In Cheshire, at Runcorn, and Warburton, the annual rush-bearing wake is carried out in grand style. A large quantity of rushes-sometimes a cart-load is collected, and being bound on the cart, are cut evenly at each end, and on Saturday evening a number of men sit on the top of the rushes, holding garlands of artificial flowers, tinsel, &c. The cart is drawn round the parish by three or four spirited horses, decked with ribbons, the collars being surrounded with small bells. It is attended by morris-dancers fantastically dressed; there are men in women's clothes, one of whom, with his face blackened, has a belt with a large bell attached, round his waist, and carries a ladle to collect money from the spectators. The party stop and dance at the public-house in their way to the parish church, where the rushes are deposited, and the garlands are hung up, to remain till the next year.

The uses of the rush in domestic economy are worth notice. Rush-lights, or candles with rush wicks, are of the greatest antiquity; for we learn from Pliny that the Romans applied different kinds of rushes to a similar purpose, as making them into flambeaux and wax-candles for use at funerals. The earliest Irish candles were rushes dipped in grease and placed in lamps of oil; and they have been similarly used in many districts of England. Aubrey, writing about 1673, says that at Ockley, in Surrey, 'the people draw peeled rushes through melted grease, which yields a sufficient light for ordinary use, is very cheap and useful, and burnes long.' This economical practice was common till towards the close of the last century. There was a regular utensil for holding the rush in burning; of which an example is here presented.

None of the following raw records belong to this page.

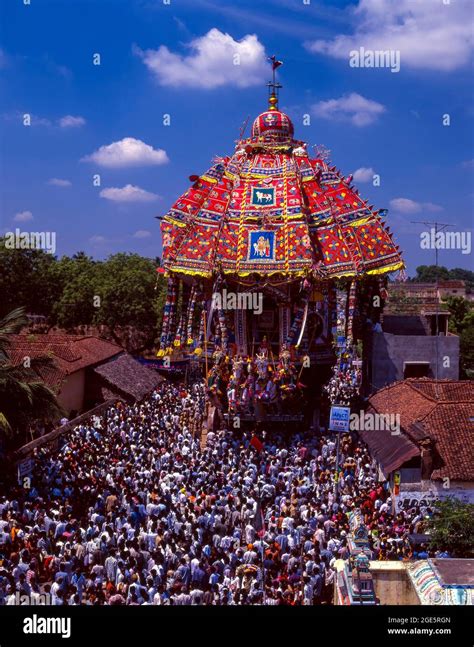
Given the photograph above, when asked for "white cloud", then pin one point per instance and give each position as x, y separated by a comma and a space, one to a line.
128, 193
364, 174
215, 60
142, 233
127, 152
71, 122
350, 107
428, 33
405, 205
55, 181
23, 216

The Rev. Gilbert White has devoted one letter to 'this simple piece of domestic economy,' in his Natural History of Selborne. He tells us:

The proper species is the common soft rush, found in most pastures by the sides of streams, and under hedges. Decayed labourers, women, and children, gather these rushes late in summer; as soon as they are cut, they must be flung into water, and kept there, otherwise they will dry and shrink, and the peel will not run. When peeled they must lie on the grass to be bleached, and take the dew for some nights, after which they are dried in the sun. Some address is required in dipping these rushes into the scalding fat or grease. The careful wife of an industrious Hampshire labourer obtains all her fat for nothing: for she saves the scummings of her bacon pot for this use; and if the grease abound with salt she causes the salt to precipitate to the bottom, by setting the scummings in a warm oven. Where hogs are not much in use, and especially by the sea-side, the coarse animal oils will come very cheap. A pound of common grease may be procured for fourpence; and about six pounds of grease will dip a pound of rushes, which cost one shilling, so that a pound of rushes ready for burning will cost three shillings. If men that keep bees will mix a little wax with the grease, it will give it a consistency, render it more cleanly, and make the rushes burn longer: mutton suet will have the same effect.

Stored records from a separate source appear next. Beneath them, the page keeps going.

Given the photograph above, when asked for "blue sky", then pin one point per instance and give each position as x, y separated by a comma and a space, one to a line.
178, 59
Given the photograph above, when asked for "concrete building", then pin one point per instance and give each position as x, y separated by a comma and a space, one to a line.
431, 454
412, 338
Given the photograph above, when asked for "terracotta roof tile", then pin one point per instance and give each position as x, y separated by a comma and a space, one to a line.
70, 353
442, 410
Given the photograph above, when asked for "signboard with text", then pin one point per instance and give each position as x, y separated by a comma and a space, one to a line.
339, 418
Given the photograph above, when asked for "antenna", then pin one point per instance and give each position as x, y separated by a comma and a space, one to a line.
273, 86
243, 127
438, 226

A pound avoirdupois contains 1600 rashes; and supposing each to burn on an average but half-an-hour, then a poor man will purchase 1800 hours of light, a time exceeding thirty-three entire days, for three shillings. According to this account, each rush, before dipping, costs one thirty-third of a farthing, and one-eleventh afterwards. Thus a poor family will enjoy five and a-half hours of comfortable light for a farthing. An experienced old housekeeper assured Mr. White that one pound and a half of rushes completely supplied her family the year round, since working-people burn no candle in the long days, because they rise and go to bed by daylight.

Little farmers use rushes in the short days both morning and evening, in the dairy and kitchen; but the very poor, who are always the worst economists, and therefore must continue very poor, buy a half-penny candle every evening, which in their blowing, open rooms, does not burn much longer than two hours. Thus, they have only two hours' light for their money, instead of eleven.